Indian Parliamentary Panel Calls for IPI Pipe Revival
A parliamentary committee on oil and natural gas has said that India should look at reviving the long-delayed Iran-Pakistan-India (IPI) gas pipeline project given the changed international environment.
“Government should examine the idea of reviving the project as international conditions have become favourable following lifting of sanctions against Iran,” the panel said in the report published March 17.
The idea of the IPI pipeline took concrete shape in the 1990s. Discussions between the governments of Iran and Pakistan started in 1994. A preliminary agreement was signed in 1995. Later Iran made a proposal to extend the pipeline from Pakistan into India.

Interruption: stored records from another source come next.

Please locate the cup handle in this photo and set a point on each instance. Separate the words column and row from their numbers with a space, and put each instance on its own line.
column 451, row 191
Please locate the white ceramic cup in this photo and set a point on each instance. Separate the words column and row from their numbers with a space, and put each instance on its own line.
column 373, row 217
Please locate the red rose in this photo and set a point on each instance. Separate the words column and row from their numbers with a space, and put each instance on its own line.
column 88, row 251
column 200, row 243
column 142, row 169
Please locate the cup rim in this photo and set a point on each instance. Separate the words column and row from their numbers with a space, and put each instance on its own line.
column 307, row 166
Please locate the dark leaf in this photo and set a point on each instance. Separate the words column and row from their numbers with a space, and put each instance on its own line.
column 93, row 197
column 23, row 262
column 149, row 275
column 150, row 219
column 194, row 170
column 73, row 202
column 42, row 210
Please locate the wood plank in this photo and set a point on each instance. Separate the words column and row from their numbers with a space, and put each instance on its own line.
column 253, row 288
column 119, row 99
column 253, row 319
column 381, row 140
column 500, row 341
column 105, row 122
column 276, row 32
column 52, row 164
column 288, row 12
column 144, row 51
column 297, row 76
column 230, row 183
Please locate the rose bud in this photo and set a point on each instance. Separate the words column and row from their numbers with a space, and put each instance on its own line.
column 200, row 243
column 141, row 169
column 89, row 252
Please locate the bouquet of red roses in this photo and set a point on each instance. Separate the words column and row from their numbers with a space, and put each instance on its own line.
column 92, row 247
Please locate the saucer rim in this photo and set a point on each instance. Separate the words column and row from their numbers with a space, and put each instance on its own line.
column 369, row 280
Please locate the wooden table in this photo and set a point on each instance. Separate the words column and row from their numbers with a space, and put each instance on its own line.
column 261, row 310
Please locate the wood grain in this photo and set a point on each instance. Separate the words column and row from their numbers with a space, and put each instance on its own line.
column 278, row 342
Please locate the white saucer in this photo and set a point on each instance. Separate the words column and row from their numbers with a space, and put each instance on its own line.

In February 1999, a preliminary agreement between Iran and India was signed. However, India later withdrew from the project citing security reasons. Now only the Iran-Pakistan (IP) section of the pipeline is in the works with Iran having finished laying the pipeline on its soil. Pakistan has not started work on its side of the border yet.
However, many experts and government officials believe the project may never take off as US still remains opposed to it and Washington has on numerous occasions advocated the Turkmenistan-Afghanistan-Pakistan-India (TAPI) over the Iran pipeline. On December 13, 2015, the ground-breaking ceremony to start the work on the Turkmen leg of the TAPI pipeline was held at Mary, Turkmenistan. Both Afghanistan and Pakistan initiated front-end engineering and design, route survey and right of way exercise earlier this year.